Applied Machine Learning Engineer – Evaluation

Job Detail

Experience Level Sr Level
Degree Type Bachelor of Science (BS)
Employment Full Time
Working Type Remote
Job Reference 0000015466
Salary Type Annually
Industry Aerospace & Defense;Defense and Space
Selling Points
Shape the future of ML evaluation by defining metrics and building scalable systems. Collaborate remotely with top-tier professionals in a dynamic environment. Drive impactful decisions influencing product reliability and model quality.

Overview

Lead efforts to define and measure model quality, ensuring robust evaluation frameworks and trustworthy feedback loops.
Collaborate across ML engineering, product quality, and tooling to build scalable evaluation infrastructure.
Design and implement evaluation metrics, ground truth definitions, and automated pipelines for ML systems.
Develop tools and dashboards to visualize evaluation results, trends, and regressions effectively.
Partner with cross-functional teams to ensure evaluations align with real-world applications and are actionable.
Continuously improve workflows to enhance signal quality and accelerate iteration cycles.
Work in a fully remote environment with strong collaboration across teams.

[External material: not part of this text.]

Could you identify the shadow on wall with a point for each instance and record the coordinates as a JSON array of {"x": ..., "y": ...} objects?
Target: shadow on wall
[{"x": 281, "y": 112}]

Key Responsibilities & Duties

Define evaluation metrics and ground truth for ML systems, ensuring clarity and reproducibility.
Build automated evaluation pipelines and integrate results into centralized systems.
Develop human-in-the-loop tools for error analysis and failure categorization.
Create internal dashboards to monitor evaluation results and trends over time.
Collaborate with ML, product, and research teams to align evaluations with real-world use cases.
Optimize evaluation workflows for efficiency and reliability.
Influence evaluation standards across teams to ensure consistency and quality.

Job Requirements

Bachelor of Science degree in a relevant field.
Minimum of 4 years of professional experience in applied ML or ML engineering.
Hands-on experience designing and implementing ML evaluation frameworks in production.
Proficiency in metrics design, ground truth construction, and evaluation pipelines.
Experience with tools like Weights & Biases for experiment tracking.
Ability to build internal tools and dashboards for ML workflows.
Strong engineering mindset focused on clarity, velocity, and correctness.
Preferred experience in NLP, CV, or multimodal model evaluation.